Unifin Financiera SAB drove about a fifth of the trading in its own shares in the weeks before a crash that sent those shares and some $2.4 billion of bonds tumbling in Mexico’s largest non-bank lender.
From the end of June to August 4, a Unifin buyback fund spent 12.9 million pesos ($640,000) buying back 800,776 shares, according to stock exchange documents. That represents 22% of total volume during that period, data compiled by Bloomberg shows. In the previous 12 months, the company that leases equipment to small businesses spent almost $25 million to support the stock, while assuring investors that it had ample access to financing alternatives.
Unifin’s buybacks likely helped support the share price before its plunge and sparked surprise among bond investors when the company blew cash on the buys before telling the market it was in financial trouble.
Confidence in Mexico’s non-bank lenders collapsed this year after defaults by Credito Real SAB and Alpha Holding SA pushed down note prices for the sector. Foreign investors face losses of about $5 billion in global notes from Mexico’s non-bank lenders, sometimes known as shadow banks, as they don’t accept deposits and operate under less scrutiny than other financial institutions. In the years before the crisis, lenders had posted strong portfolio growth backed by an avalanche of global funding.

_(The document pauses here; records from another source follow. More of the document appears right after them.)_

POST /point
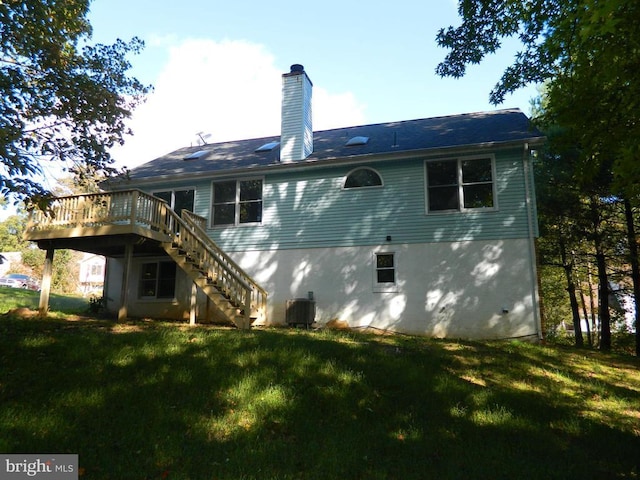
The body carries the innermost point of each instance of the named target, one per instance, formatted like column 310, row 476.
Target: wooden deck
column 132, row 222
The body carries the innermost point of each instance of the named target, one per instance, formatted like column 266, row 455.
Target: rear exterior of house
column 423, row 227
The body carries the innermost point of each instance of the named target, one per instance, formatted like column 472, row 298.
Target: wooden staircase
column 236, row 296
column 83, row 221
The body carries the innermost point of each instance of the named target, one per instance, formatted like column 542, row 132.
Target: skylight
column 267, row 147
column 357, row 141
column 195, row 155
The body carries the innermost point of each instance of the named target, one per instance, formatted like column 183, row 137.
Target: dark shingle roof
column 501, row 126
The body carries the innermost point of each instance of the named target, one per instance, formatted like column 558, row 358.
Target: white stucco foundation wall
column 474, row 289
column 177, row 308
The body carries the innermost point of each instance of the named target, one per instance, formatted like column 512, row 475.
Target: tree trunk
column 635, row 267
column 603, row 297
column 567, row 264
column 586, row 318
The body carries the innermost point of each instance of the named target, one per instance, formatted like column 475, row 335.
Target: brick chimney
column 296, row 136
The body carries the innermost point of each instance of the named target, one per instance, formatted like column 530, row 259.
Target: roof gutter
column 533, row 263
column 336, row 161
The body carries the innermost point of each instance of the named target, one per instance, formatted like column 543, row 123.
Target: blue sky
column 216, row 66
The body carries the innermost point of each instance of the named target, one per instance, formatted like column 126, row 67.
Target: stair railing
column 223, row 263
column 137, row 208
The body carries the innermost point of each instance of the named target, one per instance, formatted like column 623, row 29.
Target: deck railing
column 187, row 233
column 130, row 207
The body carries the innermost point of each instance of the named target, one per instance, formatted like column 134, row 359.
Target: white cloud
column 229, row 89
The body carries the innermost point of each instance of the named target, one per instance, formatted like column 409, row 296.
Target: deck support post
column 194, row 304
column 45, row 285
column 124, row 295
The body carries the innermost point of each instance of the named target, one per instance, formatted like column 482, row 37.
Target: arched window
column 363, row 177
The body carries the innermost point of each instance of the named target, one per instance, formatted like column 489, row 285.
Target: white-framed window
column 236, row 202
column 362, row 177
column 385, row 272
column 157, row 280
column 460, row 184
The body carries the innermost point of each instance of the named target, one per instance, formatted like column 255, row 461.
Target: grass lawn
column 151, row 400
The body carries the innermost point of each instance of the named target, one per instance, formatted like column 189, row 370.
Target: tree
column 62, row 99
column 586, row 52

“It’s not surprising to see that kind of prank, from a Mexican company in financial trouble,” said Roger Horn, senior strategist at SMBC Nikko Securities America in New York.

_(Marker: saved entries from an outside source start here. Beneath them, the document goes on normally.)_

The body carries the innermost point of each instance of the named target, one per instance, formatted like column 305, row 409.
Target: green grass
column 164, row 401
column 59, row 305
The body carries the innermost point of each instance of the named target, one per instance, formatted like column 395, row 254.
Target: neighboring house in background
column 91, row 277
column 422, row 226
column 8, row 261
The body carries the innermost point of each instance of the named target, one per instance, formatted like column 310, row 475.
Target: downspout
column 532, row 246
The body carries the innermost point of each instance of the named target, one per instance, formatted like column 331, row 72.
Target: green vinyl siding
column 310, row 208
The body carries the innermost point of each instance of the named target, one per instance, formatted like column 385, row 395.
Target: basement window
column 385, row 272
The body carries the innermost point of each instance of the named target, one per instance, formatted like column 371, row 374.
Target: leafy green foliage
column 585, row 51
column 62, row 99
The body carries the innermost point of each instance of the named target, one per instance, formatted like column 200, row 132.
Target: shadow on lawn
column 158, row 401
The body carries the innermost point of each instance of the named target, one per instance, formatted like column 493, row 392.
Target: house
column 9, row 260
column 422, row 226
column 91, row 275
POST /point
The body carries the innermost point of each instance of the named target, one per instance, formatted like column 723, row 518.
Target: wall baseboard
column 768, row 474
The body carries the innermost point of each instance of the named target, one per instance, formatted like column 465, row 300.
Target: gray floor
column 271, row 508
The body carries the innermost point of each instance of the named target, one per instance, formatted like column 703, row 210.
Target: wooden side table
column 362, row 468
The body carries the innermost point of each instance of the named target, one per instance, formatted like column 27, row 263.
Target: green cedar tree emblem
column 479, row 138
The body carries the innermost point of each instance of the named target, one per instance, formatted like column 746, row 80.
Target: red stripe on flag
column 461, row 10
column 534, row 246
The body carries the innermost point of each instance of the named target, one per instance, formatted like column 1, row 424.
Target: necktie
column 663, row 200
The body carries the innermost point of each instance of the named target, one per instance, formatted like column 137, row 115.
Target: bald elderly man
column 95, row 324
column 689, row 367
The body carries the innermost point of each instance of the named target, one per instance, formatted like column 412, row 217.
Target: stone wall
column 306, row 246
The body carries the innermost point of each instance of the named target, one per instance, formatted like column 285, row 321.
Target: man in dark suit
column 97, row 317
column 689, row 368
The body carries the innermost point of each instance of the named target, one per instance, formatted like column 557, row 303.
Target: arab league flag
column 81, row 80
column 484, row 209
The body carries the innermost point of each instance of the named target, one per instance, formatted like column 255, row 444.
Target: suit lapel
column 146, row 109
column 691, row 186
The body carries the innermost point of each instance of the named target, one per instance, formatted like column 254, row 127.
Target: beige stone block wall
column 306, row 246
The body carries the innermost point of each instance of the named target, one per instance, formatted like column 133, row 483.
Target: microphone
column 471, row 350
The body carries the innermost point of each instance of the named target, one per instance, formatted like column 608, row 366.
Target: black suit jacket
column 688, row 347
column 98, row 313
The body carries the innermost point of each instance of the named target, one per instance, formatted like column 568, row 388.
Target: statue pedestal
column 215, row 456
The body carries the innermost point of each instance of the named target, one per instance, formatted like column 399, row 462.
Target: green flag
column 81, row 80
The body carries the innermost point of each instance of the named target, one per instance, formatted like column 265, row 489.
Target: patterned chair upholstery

Unifin chairman and majority shareholder Rodrigo Lebois is now leading restructuring talks with bondholders after stock and note prices plunged earlier this month as the company said it would suspend coupon payments. and equity. The firm argued that it had run out of financing options due to contagion throughout the sector and that some lines of credit could not be renewed. The company’s shares have lost about $830 million in market value since their January high, while bonds are now trading around 15 cents on the dollar.
The precipitous drop in share price before Unifin revealed it would stop payments would have prompted reports from both Mexico’s stock exchanges to the country’s securities regulator to look for signs of insider trading and manipulation, according to regulations.
An outside representative for the company declined to answer questions from Bloomberg News. Mexico’s securities regulator CNBV did not respond to a request for comment.
The buyback fund last operated on August 4. The next day, a Friday, Unifin’s trading volume jumped to 2.5 times the recent 15-day average as investors cashed in about $300,000 worth of shares.
On August 8, a Monday, another spike in trading sent the stock down 15%, causing a halt in trading. When a 15% move occurs, companies must submit a form disclosing knowledge of any reason for the move and certifying that no insiders have been trading before the suspension is lifted. Unifin never submitted such a document. Just before midnight, the company said it would stop bond payments.